Ушаков и Павлов упрашивают его. Анакуле хочется рассказать, он вскоре соглашается.
- Был еще не взрослый, только охотиться начинал. Поехал с братом. Сделали из снега дом, медведя стреляем. Брат утром ушел, я на собаках около берега еду. Медведица идет, два медвежонка еще. Собаки совсем стоять не хотят, бегут к зверю. Я остановить не могу, лед скользкий. Выскочил рядом с нануком, стреляю. Плохо попадаю. Он идет ко мне, близко, патронов в винчестере нет. Думаю, умирать буду. Упал на лед, закрыл голову руками. Слышу, медведь сзади берет за спину, поднимает. Собаки тут медвежат поймали. Нанук меня бросил, к детям побежал. Вот здесь схватил, - Анакуля показывает на спину.
- Прокусил?
- Кусал за кухлянку, до спины не дошел. Он думал, мертвый я. Я лежал тихо, не дышал.
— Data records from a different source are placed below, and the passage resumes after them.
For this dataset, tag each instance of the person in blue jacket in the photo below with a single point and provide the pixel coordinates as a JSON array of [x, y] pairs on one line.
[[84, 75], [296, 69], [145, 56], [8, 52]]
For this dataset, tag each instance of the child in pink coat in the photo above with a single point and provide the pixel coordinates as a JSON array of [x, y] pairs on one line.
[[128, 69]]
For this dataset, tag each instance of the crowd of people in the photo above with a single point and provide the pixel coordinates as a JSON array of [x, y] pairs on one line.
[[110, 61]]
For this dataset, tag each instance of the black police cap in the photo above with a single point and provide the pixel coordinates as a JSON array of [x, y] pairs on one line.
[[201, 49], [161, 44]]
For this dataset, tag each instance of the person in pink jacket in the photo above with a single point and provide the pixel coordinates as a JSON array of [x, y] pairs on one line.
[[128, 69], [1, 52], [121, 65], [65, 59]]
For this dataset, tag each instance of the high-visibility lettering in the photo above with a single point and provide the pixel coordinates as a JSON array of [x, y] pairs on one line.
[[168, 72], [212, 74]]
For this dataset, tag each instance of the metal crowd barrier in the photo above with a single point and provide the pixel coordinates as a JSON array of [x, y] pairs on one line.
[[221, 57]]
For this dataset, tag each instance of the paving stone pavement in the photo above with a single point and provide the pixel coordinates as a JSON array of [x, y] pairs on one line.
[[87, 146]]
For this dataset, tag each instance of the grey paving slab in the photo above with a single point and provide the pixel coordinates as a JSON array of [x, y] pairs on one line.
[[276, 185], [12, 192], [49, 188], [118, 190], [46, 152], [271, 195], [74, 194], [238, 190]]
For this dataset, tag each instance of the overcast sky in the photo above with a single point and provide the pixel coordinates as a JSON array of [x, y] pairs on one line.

Ушаков прислушивается. За снежной стеной тихо. Пока рассказывали они охотничьи истории, кончилась пурга.
Он вылезает из мешка, натягивает кухлянку.
- Заговорились мы. Ехать надо. И знаете что? Я бы не отказался от ломтя свежей медвежатины.
- Собаки тоже не откажутся, - подхватил Павлов.
- Анакуля знает, где есть берлоги, - сказал эскимос. - Скоро горы будут, найдем берлогу.
Горы действительно были близко. Неподалеку от них остановились - обнаружили безымянный мыс. Ушаков нанес его на карту и замер: в море возник мираж. Огромные белые дома поднялись над торосами и тихо поплыли, не нарушая строя. Потом их скрутило в жгуты, они начали быстро подниматься к небу и пропали, растаяли в голубом пространстве…
Так можно сидеть часами. Смотреть в море, на горы, следить за облаками, прислушиваться к тишине, таящей в себе нечто таинственное и мудрое.
О чем ты молчишь, Арктика? Каждый год на острове - это несколько раскрытых твоих загадок. Ты знаешь об этом? Или тебе все равно, ты слишком велика, сильна, чтобы обращать внимание на горстку людей, на их суету? Быть может, ты занята собой, своими важными делами? Но не прослушай того часа, когда человек твердо встанет на северных землях, научится в любую погоду, в любое время плыть твоими морями.
Тогда ты тоже будешь гордо молчать, Арктика?
- Не пора ли нам ехать дальше? - напомнил Павлов.
- Вот придумаю название этому мысу, и двинемся.
- А какие названия ты написал уже? - спросил Анакуля.
Ушаков перечислил названия островов, утесов, мысов и бухт.
- Умилек, - встал с нарт эскимос. - Я тебе скажу. Ты через год уедешь. Но ты не должен уезжать никогда.
- Почему, Анакуля?
- Ты оставайся здесь. С нами, с нашими детьми. Назови: мыс Ушакова. Я проеду, другой - умилек тут, вспомним тебя. Сделай, Анакуля просит. Все эскимосы попросят.
- Он прав, - поддержал Павлов. - Анакуля сказал хорошо: вы останетесь здесь навсегда.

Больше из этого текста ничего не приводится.